I can’t believe it’s taken me this long to get with the program! It is insanely delicious and creamy, can’t ever go back to store bought now. I’ve edited the post to give you the credit as my ‘final straw’ of inspiration, so thanks! 🙂
When you preheat the Crock Pot, do you put water in it? How long did you leave it on high before unplugging. Tnx
Hi, thanks for stopping by! Yes, I preheat the crock pot filled about 1/3 with water on “high” for about 60 minutes. It should be hot, just too hot to stick you hand in. You don’t want the crock pot to be boiling when you put the inoculated jars in or you risk killing the good bacteria you just added. Then I unplug it, take the crock out of the machine and add the jars, and wrap it all in towels.

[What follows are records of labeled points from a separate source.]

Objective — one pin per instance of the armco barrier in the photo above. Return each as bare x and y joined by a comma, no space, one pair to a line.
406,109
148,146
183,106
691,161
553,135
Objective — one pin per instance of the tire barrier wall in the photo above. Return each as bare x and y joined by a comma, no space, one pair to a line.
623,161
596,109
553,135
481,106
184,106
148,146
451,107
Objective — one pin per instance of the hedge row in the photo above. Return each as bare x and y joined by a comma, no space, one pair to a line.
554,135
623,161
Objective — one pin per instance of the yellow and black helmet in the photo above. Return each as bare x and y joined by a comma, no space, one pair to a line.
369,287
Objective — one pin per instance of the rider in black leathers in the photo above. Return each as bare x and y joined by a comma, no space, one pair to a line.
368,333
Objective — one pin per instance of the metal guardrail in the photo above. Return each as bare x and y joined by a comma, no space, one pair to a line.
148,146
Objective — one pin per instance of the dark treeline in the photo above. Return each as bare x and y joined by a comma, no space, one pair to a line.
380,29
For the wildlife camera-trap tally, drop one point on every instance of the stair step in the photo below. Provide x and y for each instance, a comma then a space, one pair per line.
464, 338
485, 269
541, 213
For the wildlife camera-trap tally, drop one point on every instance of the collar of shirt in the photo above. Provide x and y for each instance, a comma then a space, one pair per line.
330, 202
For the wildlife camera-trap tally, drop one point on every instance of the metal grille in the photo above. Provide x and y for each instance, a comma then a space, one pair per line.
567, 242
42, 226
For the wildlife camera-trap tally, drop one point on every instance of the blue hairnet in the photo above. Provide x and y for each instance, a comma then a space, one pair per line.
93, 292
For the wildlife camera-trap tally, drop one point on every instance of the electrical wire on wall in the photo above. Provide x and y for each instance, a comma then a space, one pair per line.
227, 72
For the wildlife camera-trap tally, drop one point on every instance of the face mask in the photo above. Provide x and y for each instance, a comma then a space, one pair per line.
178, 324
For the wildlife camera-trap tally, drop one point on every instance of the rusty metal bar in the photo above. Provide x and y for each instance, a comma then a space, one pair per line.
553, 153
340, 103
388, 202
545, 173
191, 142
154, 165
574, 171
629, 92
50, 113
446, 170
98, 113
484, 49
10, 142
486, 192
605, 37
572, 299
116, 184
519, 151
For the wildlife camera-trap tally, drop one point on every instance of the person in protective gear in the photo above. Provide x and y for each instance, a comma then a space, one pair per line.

Just embarking on my yoghurt making journey and thought there must be a way to make it directly into jars when I found your information. Thank you, thank you, thank you.
Glad you found it Fiona! Good luck!
Thanks so much for this method. I’ve been using my yogurt whey as my starter in my yogurt maker. I’m getting ready to use whey for this crock pot method.
That’s a smart use of whey! Let us know how that works out.
7/10 – so how long does the yogurt last in the jars? Does it need to be refrigerated or can it be stored on the shelf? Please help.